After we watched him tie the knot, after eating delicious food and drinking delicious drinks, after dancing away, my boyfriend James and I made our way back to our hotel to change. I kept on the black lace Diane Von Furstenberg shirt I’d bought for the occasion, pairing it with leather shorts and flip flops instead of the matching lace pants and leather shoes. (Short-shorts and flip-flops were my go-to in college. Not everything changes.)

It was the alleyway next to the bar that brought me back. The wall had a mural on brick, faces and flowers—had it always had that, I wondered, or was this too something new? I couldn’t remember; I’d never paid enough attention to the wall. I didn’t spend so many evenings in that alleyway to gaze at street art. I did so to get away and think.

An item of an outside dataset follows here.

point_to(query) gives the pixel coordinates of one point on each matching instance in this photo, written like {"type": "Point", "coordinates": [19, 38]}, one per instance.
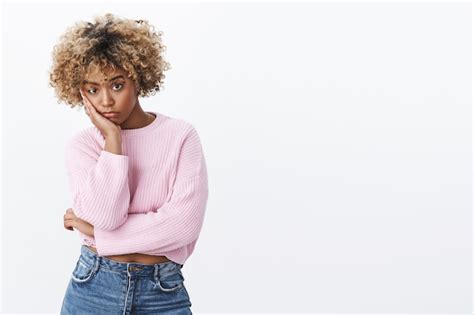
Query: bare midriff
{"type": "Point", "coordinates": [135, 257]}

After drinking too many drinks and talking to too many people, I’d end up here to have a cigarette and think. I guess I thought myself deep, smoking and thinking in my private little alcove. Often, whether from chemical imbalance or just too much vodka, I’d go there to cry.

I remember once, upon finding out that said ex fiancé had slept with one of my best friends, I ran out of the bar and sobbed in the alleyway. Said best friend followed me out: He never did give me an explanation, just kissed me and took me back to his apartment.

I stood in the alleyway thinking of all my nights there, all the things I thought there, all the boys I cried over. Maybe everything does change. I certainly have. Visiting home was a good reminder of this: where I came from, but more importantly, how far I’ve come.